Monday, 20 August 2007

Calculus? Which Calculus?

In high school and University I learned Calculus, by which I mean the Differential and Integral Calculus of Newton and Leibniz, and their extensions. I do not think that I really grasped the meaning of a continuous function until I studied metric topology.

I like calculus, I have used it professionally, and it is a glory of the modern age, but I do question the cost/benefit of teaching it to millions (billions?) of children on account of its difficulty.

What makes calculus hard?
I would say the relatively high level of abstraction, and in particular becoming comfortable with with either limits or infinitesimals (hello: non-standard Analysis). These things strain our intuition.

Why is calculus taught in high-school? My guesses:
  • It is essential for physics and engineering, and other quantitative fields
  • It is very beautiful and powerful (but you will not see that at high school)
  • It is challenging
  • It has a filtering effect on students
  • Tradition
Since it has to be re-taught at College / University, I wonder whether it might be time to start teaching other Calculi in high school, just to mix things up a bit.

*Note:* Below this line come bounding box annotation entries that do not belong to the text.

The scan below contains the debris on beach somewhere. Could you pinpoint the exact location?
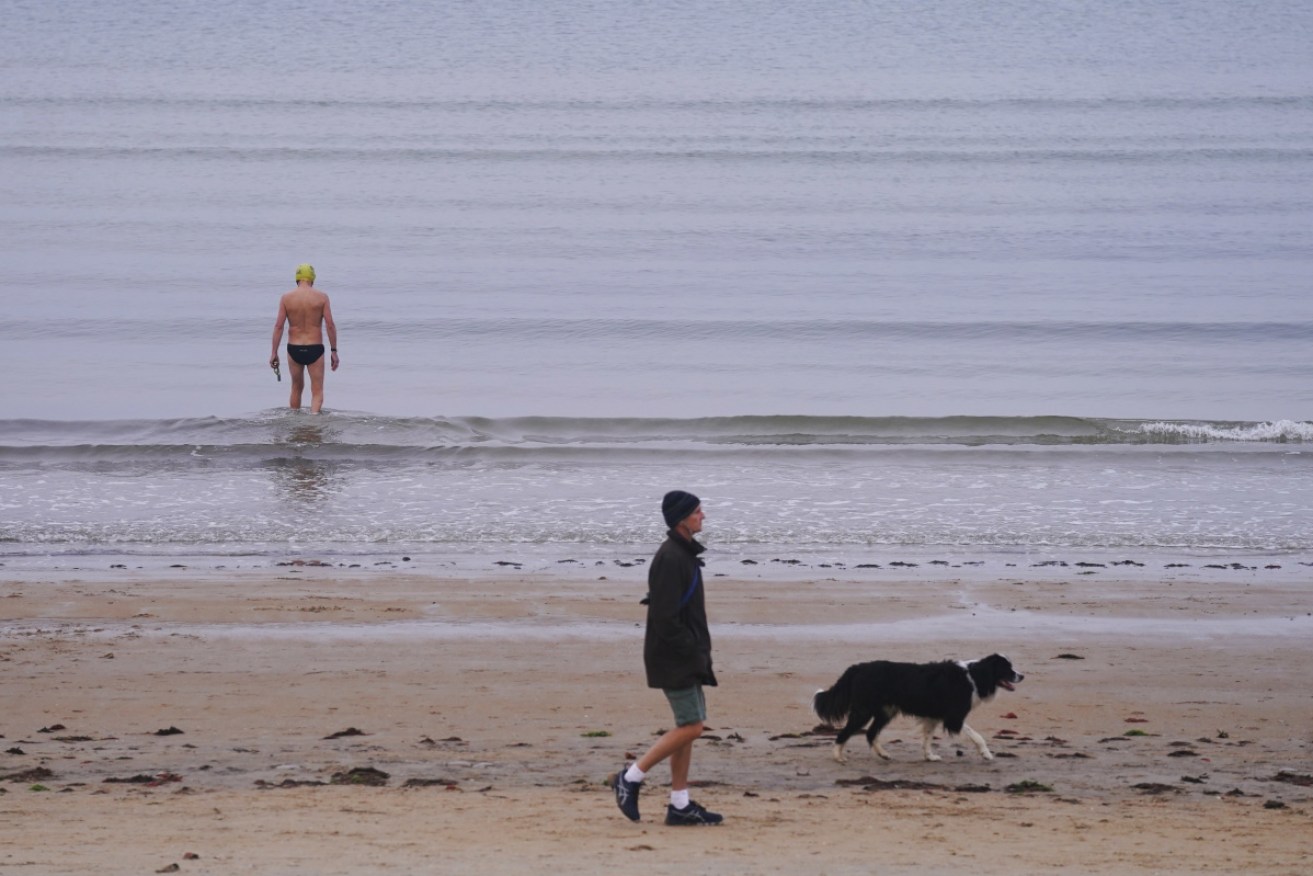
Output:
[0,767,55,784]
[324,728,366,739]
[402,779,461,791]
[255,779,327,791]
[1130,781,1180,796]
[1267,770,1313,788]
[328,767,391,788]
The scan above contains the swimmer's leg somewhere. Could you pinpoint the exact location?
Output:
[288,356,306,411]
[305,356,328,414]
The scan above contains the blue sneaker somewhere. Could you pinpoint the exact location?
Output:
[666,800,725,826]
[611,767,643,821]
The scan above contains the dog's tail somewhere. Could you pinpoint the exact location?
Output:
[811,666,857,724]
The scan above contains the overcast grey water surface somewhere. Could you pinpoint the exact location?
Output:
[0,0,1313,567]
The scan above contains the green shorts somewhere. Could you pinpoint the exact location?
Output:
[662,684,706,726]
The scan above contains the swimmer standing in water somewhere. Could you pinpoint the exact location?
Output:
[269,264,339,414]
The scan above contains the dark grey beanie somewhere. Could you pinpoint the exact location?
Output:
[660,490,702,529]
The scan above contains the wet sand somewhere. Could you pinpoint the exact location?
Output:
[0,567,1313,876]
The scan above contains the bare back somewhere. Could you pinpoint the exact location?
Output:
[281,286,328,344]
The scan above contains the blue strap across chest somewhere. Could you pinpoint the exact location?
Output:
[679,569,702,608]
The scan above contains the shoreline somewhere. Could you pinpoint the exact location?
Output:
[0,567,1313,876]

Perhaps a progressive school could hold a "calculus bake-off" and try to gauge the suitability and broad benefits of teaching and learning the various calculi?

Which other calculi could be taught?
Some might opt for the predicate calculus (also known as first-order logic), but my vote goes to the lambda calculus, which is fundamental to the theory of computing, and useful in practice. In fact there are computer languages such as Scheme (a Lisp dialect), ML, and Haskell that are essentially souped-up forms of the lambda calculus.